The following is the 3rd part of a 4 part post expanding on my short introduction to an ILTA session entitled, Do Robot Lawyers Dream of Billable Seconds? If you have not yet listened to the full session (and you have nothing better to do for the next 90 minutes), you should go listen to it now. If you would like to download and read the entire 4-part post you can get it here.
What does this mean for legal service delivery?
The examples above are not directly comparable to the legal services we provide. I deliberately did that to illustrate the 6 Ds concept before completely confusing the issue by describing how it applies to our industry. As it is, I’m sure more than a few of you have read the examples above screaming, “Yes, but that has nothing to do with us! What the hell are you talking about?”
I am more than willing to concede that I may be wrong about the legal industry passing a threshold of digitization in any way similar to the entertainment industries or physical goods manufacturers. Or, that Diamandis may be wrong about industries passing that threshold and then necessarily conforming to his exponential framework. But for the sake of argument, let’s say that Peter and I are not wrong. We are definitely passing a threshold, an industry wide digital disruption will eventually take place, and we will begin to conform to the exponential framework just as others have. That begs the question, what does a dematerialized, demonetized, and democratized legal services industry look like, and how could a law firm survive in it?
The Dematerialized Practice of Law
It’s likely that the first complaint against applying the 6 Ds framework to the practice of law will be that we are not a material industry, and that we therefore have a distinct advantage over manufacturers or sellers of things. We don’t produce material goods, unless you count mountains of documents, and even if we become entirely paperless there will be no change in our service.

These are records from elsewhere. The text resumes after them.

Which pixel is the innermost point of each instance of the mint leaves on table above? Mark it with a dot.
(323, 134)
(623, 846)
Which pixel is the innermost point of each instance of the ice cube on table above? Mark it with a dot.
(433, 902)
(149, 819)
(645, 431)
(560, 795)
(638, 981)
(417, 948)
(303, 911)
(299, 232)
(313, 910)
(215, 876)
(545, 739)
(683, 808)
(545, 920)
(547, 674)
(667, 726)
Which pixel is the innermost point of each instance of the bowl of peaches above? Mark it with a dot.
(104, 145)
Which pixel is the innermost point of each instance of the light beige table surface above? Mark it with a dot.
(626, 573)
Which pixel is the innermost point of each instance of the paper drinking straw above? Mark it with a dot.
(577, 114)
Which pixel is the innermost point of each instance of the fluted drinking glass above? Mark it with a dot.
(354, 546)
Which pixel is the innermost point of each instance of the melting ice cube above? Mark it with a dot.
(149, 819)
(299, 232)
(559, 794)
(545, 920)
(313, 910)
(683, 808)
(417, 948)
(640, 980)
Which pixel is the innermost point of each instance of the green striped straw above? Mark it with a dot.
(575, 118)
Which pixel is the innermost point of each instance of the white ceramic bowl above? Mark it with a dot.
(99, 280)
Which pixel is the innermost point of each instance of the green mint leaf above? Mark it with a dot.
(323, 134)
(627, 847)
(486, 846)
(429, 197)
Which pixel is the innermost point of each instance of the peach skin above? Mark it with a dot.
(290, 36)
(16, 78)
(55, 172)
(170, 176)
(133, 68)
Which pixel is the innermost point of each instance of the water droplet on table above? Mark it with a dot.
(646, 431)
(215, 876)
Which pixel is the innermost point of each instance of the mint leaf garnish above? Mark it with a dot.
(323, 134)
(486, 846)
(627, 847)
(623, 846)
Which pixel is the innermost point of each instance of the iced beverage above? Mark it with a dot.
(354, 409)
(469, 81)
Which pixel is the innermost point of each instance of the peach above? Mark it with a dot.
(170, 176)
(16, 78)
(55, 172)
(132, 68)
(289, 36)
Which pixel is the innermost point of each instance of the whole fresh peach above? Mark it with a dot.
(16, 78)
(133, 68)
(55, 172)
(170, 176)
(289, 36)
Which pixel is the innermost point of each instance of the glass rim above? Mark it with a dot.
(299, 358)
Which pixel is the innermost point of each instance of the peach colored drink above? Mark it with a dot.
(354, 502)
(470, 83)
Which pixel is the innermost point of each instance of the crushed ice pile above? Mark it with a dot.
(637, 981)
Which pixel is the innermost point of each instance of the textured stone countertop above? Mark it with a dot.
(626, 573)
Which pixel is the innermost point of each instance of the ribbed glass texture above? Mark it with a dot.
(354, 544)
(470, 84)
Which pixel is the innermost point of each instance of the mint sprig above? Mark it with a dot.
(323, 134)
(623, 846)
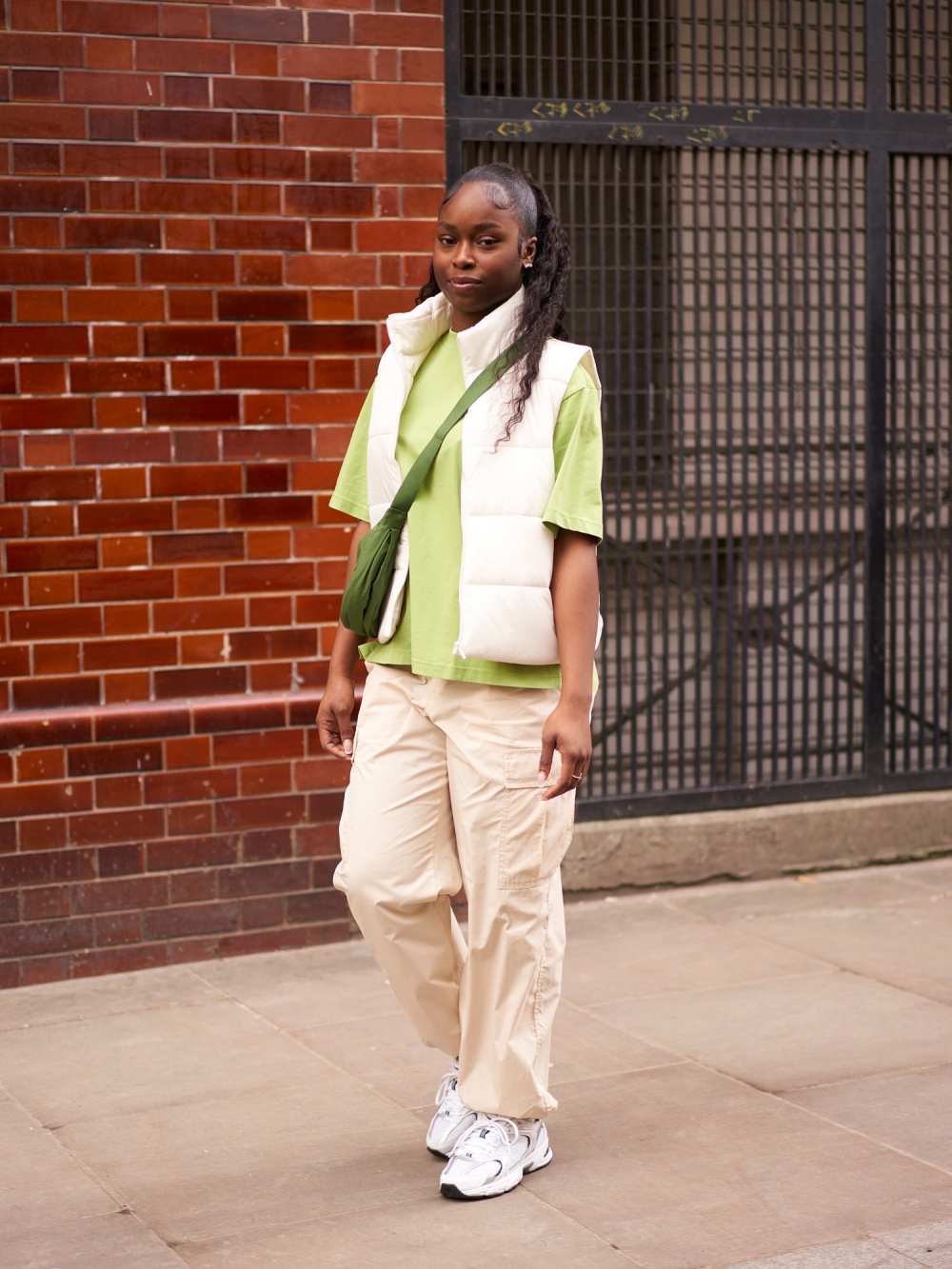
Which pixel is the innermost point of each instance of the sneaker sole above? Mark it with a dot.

That might be true, but let’s think about a service provider who has already gone through this digital threshold: travel agents. Travel agents still exist of course, although in nothing like the numbers they did 20 years ago. They provided a service, with almost no material aspect and yet they were one of the first industries to be decimated by the rise of the internet. It turns out most people were happy to book travel themselves as long as it was easy and inexpensive. How many people or companies would gladly handle their own legal services if they had access to resources and knowledge, for a low price, and they didn’t actually have to deal with a real live attorney? If such a thing were possible, how many attorneys could the industry continue to support?
The Demonetized Practice of Law
We have seen downward pressure on legal prices since the downturn of 2007. That has mostly come in the form of clients demanding discounts on hourly rates or fixed fee arrangements. But suppose clients, even large corporate clients, had a new option: they could pay a monthly fee for unlimited access to a firm sponsored set of expertise engines that handled much of their routine legal needs. They could pay month to month for this a la carte service, or they could sign a 2 year contract which also entitled them to steeply discounted hourly rates for legal services not covered by the engines. Setting aside for the moment, whether such a thing is possible, or more to the point, whether the bar associations would allow it, what would that do to legal service prices?
The Democratized Practice of Law
This is the good news, if the prices of legal services decline precipitously and the delivery of legal services becomes much more widely available, then the pool of potential clients will be significantly larger than today’s client pool. Smaller companies and individuals who currently choose to do without external legal counsel and instead turn to LegalZoom or other form providers, could suddenly be approaching big firms to handle their legal needs.
Some of you are thinking, “But that’s not the kind of law we practice, we do big law for big corporations.” To which I will respond, look around you. The era of the big corporation is ending. The average lifespan of a company on the S&P 500 has fallen from 60+ years in 1960 to just over 15 years today. There will probably always be some big corporations, but I don’t think they will be the norm.
Relatively small companies like AirBnb (600 employees) and Uber (~1,000 employees) are taking on much larger and more traditional service providers, and they are having success. AirBnb and Uber are valued at $10Bn and $15Bn, respectively. These are new types of companies that grow quickly, by connecting people who have services to offer to those who need them, and taking a percentage. This is relevant to us on two fronts: 1) If given the choice of monthly subscription fees for access to legal engines or more traditional legal services, which do you think these startups would choose? AND, 2) How long before the law firm equivalent of AirBnb or Uber start selling them these services?